# Rigs next week, need a couple folks



## sniperpeeps (Mar 5, 2011)

Planning a rig trip for next week, weather permitting. I need two, maybe 3 guys to go with and split fuel and expenses. Plan will be to leave mid-morning on day one, return mid-morning the next day. Fuel costs will run about 175-200 each, depending on how much running we end up doing. Offshore experience would be preferred, I plan on going with 4 of us so everyone needs to know what they are doing preferably. If you have your own gear that would be a plus also. May drift for swords if we can put some tuna in the box early on. Hoping to leave Monday, come back Tues if the weather allows. Otherwise, whatever weather window we get we will take next week.


----------



## chodges (Jan 30, 2011)

What boat are you running?


----------



## sniperpeeps (Mar 5, 2011)

chodges said:


> What boat are yor running out?



26 ft CC w/ twin yami 200's


----------



## chodges (Jan 30, 2011)

Are you guys still having good action out there? I've always wanted to hit the rigs before I leave pensacola. Where will you be running from?


----------



## sniperpeeps (Mar 5, 2011)

chodges said:


> Are you guys still having good action out there? I've always wanted to hit the rigs before I leave pensacola. Where will you be running from?

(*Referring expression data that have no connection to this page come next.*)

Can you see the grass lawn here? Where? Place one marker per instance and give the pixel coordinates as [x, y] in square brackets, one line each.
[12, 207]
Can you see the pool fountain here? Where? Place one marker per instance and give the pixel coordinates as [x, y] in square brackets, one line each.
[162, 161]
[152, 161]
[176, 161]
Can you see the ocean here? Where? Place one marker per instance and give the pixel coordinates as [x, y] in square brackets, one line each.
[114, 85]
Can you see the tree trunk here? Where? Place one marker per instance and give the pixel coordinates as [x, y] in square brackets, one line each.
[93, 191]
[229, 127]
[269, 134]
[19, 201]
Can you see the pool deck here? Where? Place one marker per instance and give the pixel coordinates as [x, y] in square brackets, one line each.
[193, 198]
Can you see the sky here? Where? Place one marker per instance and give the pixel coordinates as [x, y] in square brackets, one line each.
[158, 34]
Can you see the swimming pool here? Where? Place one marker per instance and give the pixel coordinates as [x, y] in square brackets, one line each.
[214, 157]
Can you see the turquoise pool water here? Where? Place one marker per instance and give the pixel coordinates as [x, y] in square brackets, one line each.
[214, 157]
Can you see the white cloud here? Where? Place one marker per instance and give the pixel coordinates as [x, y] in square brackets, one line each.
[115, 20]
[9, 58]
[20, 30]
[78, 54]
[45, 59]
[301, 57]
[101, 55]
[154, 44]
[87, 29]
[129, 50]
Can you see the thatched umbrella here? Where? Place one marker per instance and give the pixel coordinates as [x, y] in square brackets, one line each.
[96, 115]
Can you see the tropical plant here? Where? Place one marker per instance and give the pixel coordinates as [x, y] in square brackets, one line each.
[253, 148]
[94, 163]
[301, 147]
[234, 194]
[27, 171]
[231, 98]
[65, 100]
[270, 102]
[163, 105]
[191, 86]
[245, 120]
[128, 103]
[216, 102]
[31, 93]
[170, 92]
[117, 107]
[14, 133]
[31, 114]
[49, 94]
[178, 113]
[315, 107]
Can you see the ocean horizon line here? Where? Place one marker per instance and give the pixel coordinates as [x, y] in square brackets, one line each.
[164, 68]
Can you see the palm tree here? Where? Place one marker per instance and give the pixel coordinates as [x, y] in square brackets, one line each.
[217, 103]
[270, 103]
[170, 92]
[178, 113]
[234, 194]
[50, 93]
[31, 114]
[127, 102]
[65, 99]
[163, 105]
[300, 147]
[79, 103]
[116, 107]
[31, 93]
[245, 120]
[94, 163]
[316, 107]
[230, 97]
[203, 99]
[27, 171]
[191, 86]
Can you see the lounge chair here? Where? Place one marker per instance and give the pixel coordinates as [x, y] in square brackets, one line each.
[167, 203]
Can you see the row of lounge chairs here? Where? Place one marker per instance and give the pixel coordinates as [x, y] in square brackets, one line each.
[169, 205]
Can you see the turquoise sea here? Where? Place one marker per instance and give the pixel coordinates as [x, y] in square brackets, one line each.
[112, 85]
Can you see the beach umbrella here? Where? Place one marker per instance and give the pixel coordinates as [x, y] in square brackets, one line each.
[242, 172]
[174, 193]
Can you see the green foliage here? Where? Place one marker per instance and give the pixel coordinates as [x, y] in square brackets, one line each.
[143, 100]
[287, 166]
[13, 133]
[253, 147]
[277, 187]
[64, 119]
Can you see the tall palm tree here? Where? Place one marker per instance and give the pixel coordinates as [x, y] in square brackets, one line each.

I haven't been out there since November, finally starting to get some good weather though so it will be a regular trip once the weather normalizes. I wouldn't spend the money on going out there if I didn't think I would catch fish. We will be putting in in Pensacola or gulf breeze, have not decided.

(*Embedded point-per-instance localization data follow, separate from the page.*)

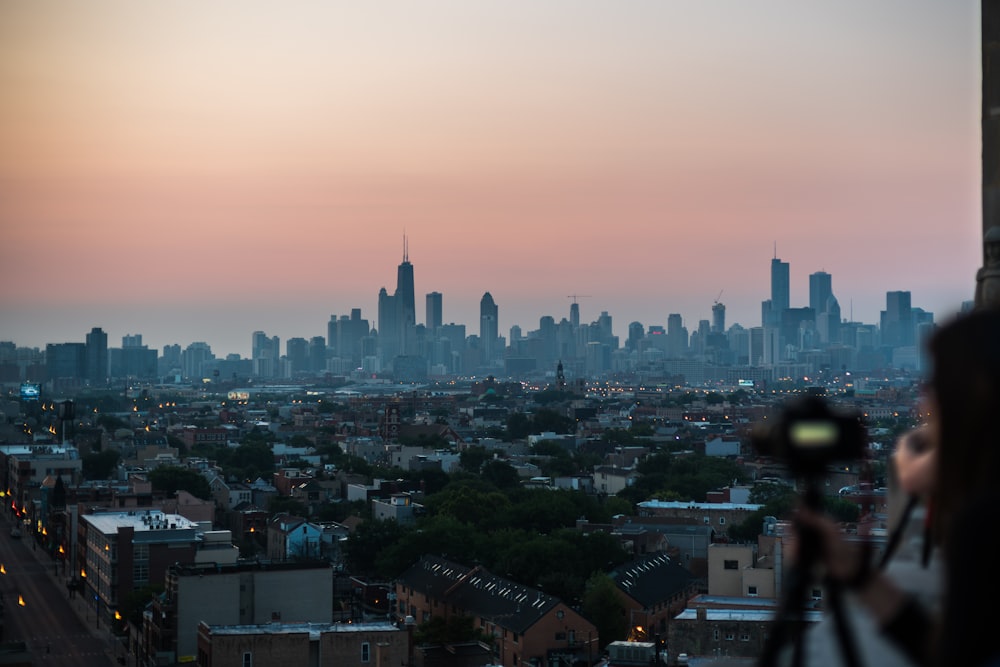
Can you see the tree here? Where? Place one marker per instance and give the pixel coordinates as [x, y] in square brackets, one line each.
[500, 474]
[99, 465]
[287, 505]
[367, 541]
[171, 479]
[472, 458]
[603, 607]
[453, 629]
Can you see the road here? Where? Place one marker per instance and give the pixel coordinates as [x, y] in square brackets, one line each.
[54, 627]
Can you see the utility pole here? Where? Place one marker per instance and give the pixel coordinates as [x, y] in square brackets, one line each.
[988, 277]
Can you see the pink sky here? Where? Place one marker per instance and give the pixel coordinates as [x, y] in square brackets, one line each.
[196, 171]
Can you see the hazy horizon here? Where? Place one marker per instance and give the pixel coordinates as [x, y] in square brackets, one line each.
[195, 172]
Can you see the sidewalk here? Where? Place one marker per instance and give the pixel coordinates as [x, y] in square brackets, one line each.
[77, 602]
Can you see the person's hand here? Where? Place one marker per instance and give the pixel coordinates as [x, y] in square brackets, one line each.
[916, 459]
[840, 559]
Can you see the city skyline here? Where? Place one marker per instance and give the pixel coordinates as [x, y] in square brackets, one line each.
[162, 176]
[388, 323]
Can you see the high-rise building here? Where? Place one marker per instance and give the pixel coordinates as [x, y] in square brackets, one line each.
[677, 337]
[820, 291]
[297, 352]
[97, 357]
[897, 320]
[397, 314]
[404, 290]
[434, 312]
[718, 317]
[265, 353]
[780, 287]
[488, 328]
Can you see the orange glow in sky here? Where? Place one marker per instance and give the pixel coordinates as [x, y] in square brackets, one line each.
[196, 171]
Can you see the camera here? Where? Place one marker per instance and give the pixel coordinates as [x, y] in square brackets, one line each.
[810, 434]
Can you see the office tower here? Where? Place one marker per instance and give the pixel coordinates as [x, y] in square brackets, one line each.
[434, 312]
[897, 320]
[820, 290]
[397, 314]
[779, 287]
[718, 317]
[635, 335]
[194, 359]
[488, 328]
[388, 325]
[97, 357]
[297, 352]
[404, 289]
[265, 352]
[317, 354]
[677, 338]
[65, 361]
[133, 359]
[132, 340]
[348, 335]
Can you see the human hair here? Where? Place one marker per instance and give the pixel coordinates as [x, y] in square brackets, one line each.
[965, 387]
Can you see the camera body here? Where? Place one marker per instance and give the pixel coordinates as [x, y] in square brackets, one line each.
[809, 435]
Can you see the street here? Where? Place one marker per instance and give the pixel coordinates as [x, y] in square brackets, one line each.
[38, 611]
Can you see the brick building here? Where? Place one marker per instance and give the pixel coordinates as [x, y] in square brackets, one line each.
[528, 626]
[305, 644]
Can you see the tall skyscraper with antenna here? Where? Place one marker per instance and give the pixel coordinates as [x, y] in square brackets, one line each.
[397, 313]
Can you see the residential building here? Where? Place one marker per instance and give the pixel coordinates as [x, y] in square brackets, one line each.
[235, 594]
[124, 551]
[528, 626]
[305, 644]
[653, 590]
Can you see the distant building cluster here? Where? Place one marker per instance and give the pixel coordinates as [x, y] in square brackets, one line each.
[791, 341]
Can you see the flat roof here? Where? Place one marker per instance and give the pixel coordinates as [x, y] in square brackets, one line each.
[142, 521]
[677, 505]
[761, 615]
[295, 628]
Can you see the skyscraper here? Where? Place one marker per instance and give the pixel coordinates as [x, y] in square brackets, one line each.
[97, 357]
[404, 289]
[434, 312]
[897, 320]
[820, 290]
[397, 313]
[718, 317]
[488, 328]
[779, 287]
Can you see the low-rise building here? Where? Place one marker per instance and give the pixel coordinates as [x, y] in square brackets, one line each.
[284, 644]
[236, 595]
[124, 551]
[528, 626]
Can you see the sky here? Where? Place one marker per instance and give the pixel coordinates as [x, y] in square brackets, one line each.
[195, 171]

Some things you should know about going if you are considering it, especially on a small boat. Number one, sleep is few and far between. It's possible to catch a small nap here and there, but for the most part it's pretty constant fishing from the time we hit 200 feet of water and farther. There is no bed and no cabin, there is a head onboard but it's an emergency, have to go or you will poop you pants head because once someone uses it we pretty much will have to smell it for the rest of the trip. It's some of the most fun and best fishing you can do, but it is hard on your body.


----------



## fossil (Mar 2, 2008)

I just wish you were going on Thursday instead of Monday...


----------



## sniperpeeps (Mar 5, 2011)

fossil said:


> I just wish you were going on Thursday instead of Monday...


Me too, my wife and kid are going out of town on Monday of next week though, kid of clears me up plus I have some rigging to get done on the boat:thumbup:


----------



## Lucky Pink Bucket (Jun 24, 2010)

Sniperpeeps,

I would love to go but I will be on leave fishing down in the keys. If you make any future trips I would definitely be interested. I am stationed at Eglin and it is usually easy for me to get time off on short notice. I have not tuna fished much but have caught a few blackfins. I mostly mahi/wahoo or bottom fish when offshore. I could supply plenty of Penn spinning outfits for pitching to mahi or whatever in the warmer months but no tuna gear. And of course, my fair share for fuel, bait, and expenses. If you need someone in the future let me know. Will


----------



## MillerTime (Jul 6, 2011)

Adam, did you get a new boat?


----------



## sniperpeeps (Mar 5, 2011)

MillerTime said:


> Adam, did you get a new boat?


:no:....got to get the outriggers rigged this week


----------



## GASeminole (Aug 15, 2011)

Sick!


----------